O presente trabalho tem o objetivo de trazer resultados de pesquisa sobre a
importância da participação da comunidade na construção de currículo escolar no
fortalecimento de identidade dos povos do campo e quilombolas. E deste ponto de
vista, conhecer como se dá o atendimento a estudantes quilombolas em duas
escolas. Uma, a Escola Municipal do Campo Augusto Pires de Paula, escola
consolidada, no distrito de Três Córregos no município de Campo Largo, Paraná; e
outra, o Colégio Estadual Quilombola Diogo Ramos, que contrapõe o modelo de
escola consolidada e está localizada no quilombo João Surá, em Adrianópolis,
Paraná. A pesquisa foi de caráter qualitativo e a metodologia definida foi o estudo de
caso. O referencial teórico são autores e autoras decoloniais que discutem o
currículo escolar diferenciado para escolas do/no campo e quilombolas na América
do Sul e no Brasil.

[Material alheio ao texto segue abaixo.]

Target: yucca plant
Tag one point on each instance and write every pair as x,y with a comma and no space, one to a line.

A dissertação também aborda as lutas dos movimentos sociais
negro e quilombola e o Movimento dos Trabalhadores Rurais Sem Terra pela
Educação. As informações foram conseguidas durante visitas em 2020, mas durante
a pandemia os trabalhos continuaram através da internet pelos aplicativos
Whatsapp, Google Meet e e-mail. O trabalho da educação escolar no quilombo João
Surá foi registrado desde o início do século XX, tendo como primeiro professor o
morador Diogo Ramos Mendes, mas, para continuar os estudos nos anos finais do
ensino fundamental, o grupo de jovens precisou se deslocar mais de 20 quilômetros
para fora da comunidade. A comunidade foi certificada pela Fundação Cultural
Palmares em 2006 e o sonho de poder continuar os estudos na comunidade tornou
se realidade em 2009 com a construção do colégio que oferece os anos finais do
ensino fundamental e ensino médio. A comunidade quilombola Palmital dos Pretos
também foi certificada no ano de 2006, mas a escola da comunidade foi fechada em
1981 e as crianças viajam 20 quilômetros para estudar, e as famílias têm pouca
participação na escola, contrariando o decreto 7.352/10, que dispõe sobre a Política
de Educação do Campo, e a resolução 08/12, que define as Diretrizes da Educação
Escolar Quilombola. Conforme o que aponta a legislação sobre educação escolar
para os povos do campo e quilombola, a Escola Municipal do Campo Augusto Pires
de Paula precisa garantir no Projeto Político Pedagógico os conhecimentos e
histórias da comunidade quilombola Palmital dos Pretos. Já o Colégio Estadual
Quilombola Diogo Ramos segue o que determinam a Lei de Diretrizes e Bases da
Educação Nacional e a resolução 08/12.

Como Citar:

FREITAS JUNIOR, Benedito Florindo de. Escola quilombola e escola do campo: a luta por uma educação decolonial no Colégio Estadual Quilombola Diogo Ramos e na Escola Municipal do Campo Augusto Pires de Paula. 2021. 133 f. Dissertação (Mestrado em Educação) – Setor de Educação, Universidade Federal do Paraná, Curitiba, 2021.